Most importantly, if (as I think is probably the case) pthread_cond_broadcast causes threads to compete for the associated mutex as if they had all tried to lock it, does that mean only one thread will really wake up?
When some thread calls pthread_cond_broadcast while holding the mutex, it holds the mutex. Which means that once pthread_cond_broadcast returns, it still owns the mutex.
The other threads will all wake up, try to lock the mutex, then go to sleep to wait for the mutex to become available.
If you call pthread_cond_broadcast while not holding the mutex, then one of the other threads will be able to lock the mutex immediately. All the others will have to wait to lock the mutex.
Related
For the code below, the mutex will not available by the time second cond_broadcast is executed(assuming multiple threads already waiting on the condition). In such situation, does the broadcast select the thread(waiting on the condition) to hand the mutex to and wait for the mutex to be unlocked by some other thread or the second cond_broadcast is just ignored?
void* func(void* arg){
pthread_mutex_lock(&m);
while(condition){
pthread_cond_wait(&c,&m);
}
pthread_cond_broadcast(&c);
pthread_mutex_unlock(&m);
pthread_cond_broadcast(&c);
}
For the code below, the mutex will not available by the time second
cond_broadcast is executed(assuming multiple threads already waiting
on the condition).
I think you mean that the mutex will not be available to the thread calling pthread_cond_broadcast() at the second call to that function, but that's irrelevant. Calling pthread_cond_broadcast() is independent of holding any mutex.
Or perhaps you mean that one of the previously blocked threads will have acquired the mutex by the time the second broadcast happens, but (1) that's not certain, and (2) if it does happen, that has no particular significance with respect to the broadcast.

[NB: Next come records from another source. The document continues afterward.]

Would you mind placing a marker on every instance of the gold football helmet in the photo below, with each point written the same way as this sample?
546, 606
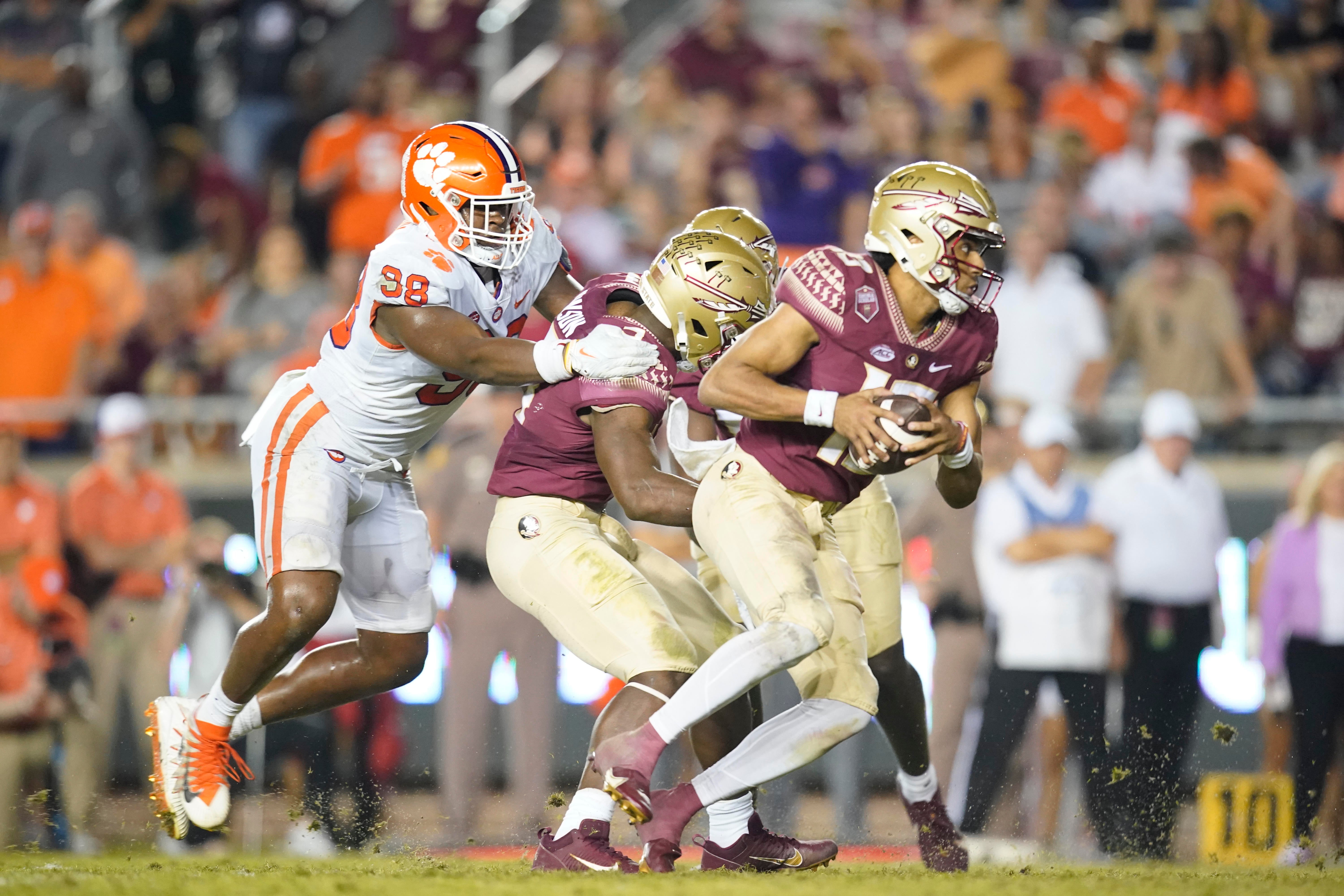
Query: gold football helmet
745, 226
939, 222
708, 288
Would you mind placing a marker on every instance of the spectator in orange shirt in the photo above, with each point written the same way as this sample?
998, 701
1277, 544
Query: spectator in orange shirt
1236, 175
1216, 92
1099, 105
111, 268
355, 160
130, 524
32, 597
46, 322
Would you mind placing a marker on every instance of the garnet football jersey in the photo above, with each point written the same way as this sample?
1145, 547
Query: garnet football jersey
550, 450
384, 397
864, 345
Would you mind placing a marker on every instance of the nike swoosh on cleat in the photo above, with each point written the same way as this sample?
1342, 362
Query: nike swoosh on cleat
587, 863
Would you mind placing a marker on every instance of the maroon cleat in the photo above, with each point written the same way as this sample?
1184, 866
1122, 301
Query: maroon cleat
662, 838
627, 764
585, 848
940, 842
763, 851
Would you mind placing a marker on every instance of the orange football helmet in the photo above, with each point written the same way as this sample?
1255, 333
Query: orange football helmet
466, 183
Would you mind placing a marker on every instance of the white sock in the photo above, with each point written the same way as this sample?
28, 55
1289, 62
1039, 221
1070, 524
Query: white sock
919, 789
589, 803
732, 671
217, 709
729, 819
248, 721
790, 741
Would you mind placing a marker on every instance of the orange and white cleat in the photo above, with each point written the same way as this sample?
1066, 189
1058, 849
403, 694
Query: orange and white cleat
209, 765
169, 722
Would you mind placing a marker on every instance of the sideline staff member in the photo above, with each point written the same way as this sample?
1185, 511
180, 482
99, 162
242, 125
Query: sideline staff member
1166, 511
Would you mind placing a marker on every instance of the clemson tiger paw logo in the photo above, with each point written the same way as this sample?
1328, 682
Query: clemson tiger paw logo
432, 163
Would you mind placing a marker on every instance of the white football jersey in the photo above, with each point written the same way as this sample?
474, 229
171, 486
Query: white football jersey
384, 397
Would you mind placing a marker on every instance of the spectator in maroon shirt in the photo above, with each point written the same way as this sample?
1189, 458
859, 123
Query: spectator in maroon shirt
436, 38
720, 56
1265, 312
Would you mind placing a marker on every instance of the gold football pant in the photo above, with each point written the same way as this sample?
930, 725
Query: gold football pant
870, 539
779, 551
618, 604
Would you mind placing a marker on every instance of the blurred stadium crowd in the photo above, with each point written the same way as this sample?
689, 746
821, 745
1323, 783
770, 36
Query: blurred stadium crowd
192, 190
193, 187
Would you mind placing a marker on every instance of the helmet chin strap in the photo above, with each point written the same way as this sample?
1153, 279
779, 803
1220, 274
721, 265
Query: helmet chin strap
948, 302
683, 340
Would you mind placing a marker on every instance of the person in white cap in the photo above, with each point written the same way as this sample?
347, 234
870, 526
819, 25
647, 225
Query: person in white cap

In such situation, does the broadcast select the
thread(waiting on the condition) to hand the mutex to and wait for the
mutex to be unlocked by some other thread or the second cond_broadcast
is just ignored?
Neither. pthread_cond_broadcast() and pthread_cond_signal() have no role in locking or transferring control of any mutex. They just wake threads blocked on the associated CV. That each such thread must acquire the mutex before returning from the call is a separate consideration -- they all contend normally to lock the mutex, and they do not return from pthread_cond_wait() until they do. They also do not go back to waiting without first returning from their wait and then calling pthread_cond_wait() again.
But that does not mean that the second pthread_cond_broadcast() in your code necessarily will have no effect. One of the just-woken threads might loop around and wait on the CV again between the two calls, or some other thread might arrive at the CV. That becomes possible as soon as the first thread releases the mutex, and the fact that the first thing that thread tries to do is another broadcast does not ensure that the broadcast happens before another thread can start waiting.
It is unlikely that you want two broadcasts one after the other like that, but which one you retain has little, if any, effect on the overall semantics of the program.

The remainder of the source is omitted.